# Question about hinged router table top



## MT Stringer (Aug 15, 2012)

For those of you that have a hinged top on your router table, have you had any trouble with it? My top is 2 pieces of MDF with Formica veneer on top (31 x 20)...fairly heavy. I would like to attach a piano hinge under the table on the rear to make it easier to remove the router to change bits.

Note: The router is a Bosch 1617 mounted in the fixed base.

Your thoughts appreciated.
Thanks
Mike


----------



## jw2170 (Jan 24, 2008)

I have seen that method used.

I would use a couple of gate hinges.


----------



## Cherryville Chuck (Sep 28, 2010)

I also say that there is nothing wrong with doing that. Just make sure you have a solid method of securing the raised table so that it doesn't come down while you are changing. I personally just pop my router and insert out of the table.


----------



## mgmine (Jan 16, 2012)

If the router is a heavy one it would seem that that would put a lot of stress on the router plate when the router is sitting vertical.


----------



## GulfcoastGuy (Feb 27, 2012)

Or you could just remove the motor, change over, and place it back. That was once a pain for me because it would try to bind every time(I have the 1617, too). I put some wax on the body of the motor and now it slides on and off so easily changeovers are a cakewalk.

GCG


----------



## MT Stringer (Aug 15, 2012)

GulfcoastGuy said:


> Or you could just remove the motor, change over, and place it back.

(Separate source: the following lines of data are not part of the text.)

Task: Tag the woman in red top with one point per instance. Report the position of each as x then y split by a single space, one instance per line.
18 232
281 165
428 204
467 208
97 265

That was once a pain for me because it would try to bind every time(I have the 1617, too). I put some wax on the body of the motor and now it slides on and off so easily changeovers are a cakewalk.
> 
> GCG


Thanks for the waxing idea. I will give it a shot.


----------



## EastTXSierra (Jan 21, 2012)

This is what I did...









My top measures approx. 26x20. Two layers of MDF and oak trim.

You can use a piano hinge. Maybe go with a 1" hinge. I used a 3/4" and its held up great. The thing with piano hinges is that there are so many points of contact that the load is spread out, so a good piano hinge will be fine.


----------



## Mike (Nov 22, 2004)

I am always amazed that people bolt their mounting plates into their tables. The whole idea behind a mounting plate is so the router can be popped out of the table for bit changes and adjustments. In addition to this you can mount a knob on the bottom of your mounting plate, flip it over and use it for additional control when edge routing. This is similar to one of the extended bases like Pat Warners.(Even if it is not as manuverable as Pat's design)

If you look close at this early photo of my Router Workshop table you will see one of my 1617's waiting to be fed. :laugh:


----------



## N'awlins77 (Feb 25, 2011)

Mines are on hinges and having no problems.


----------



## Cherryville Chuck (Sep 28, 2010)

Mike said:


> I am always amazed that people bolt their mounting plates into their tables. The whole idea behind a mounting plate is so the router can be popped out of the table for bit changes and adjustments. In addition to this you can mount a knob on the bottom of your mounting plate, flip it over and use it for additional control when edge routing. This is similar to one of the extended bases like Pat Warners.(Even if it is not as manuverable as Pat's design)
> QUOTE]
> 
> Absolutely right Mike. If the plate is a snug fit in the table the weight of the router will easily keep it in place and it is much easier to change bits with the router on its side laying on top of the table.


----------



## bobj3 (Jan 17, 2006)

Hi

Yes and No, with the new routers we now have no need to pop it out of the table, most will lift the bit all the way up to change it,I have most of my routers on plates but it's a over kill thing now..but it's nice that I can pop them out to work on them and most are not screwed down..just not needed..

===


----------



## MT Stringer (Aug 15, 2012)

Thanks for the show n tell.


----------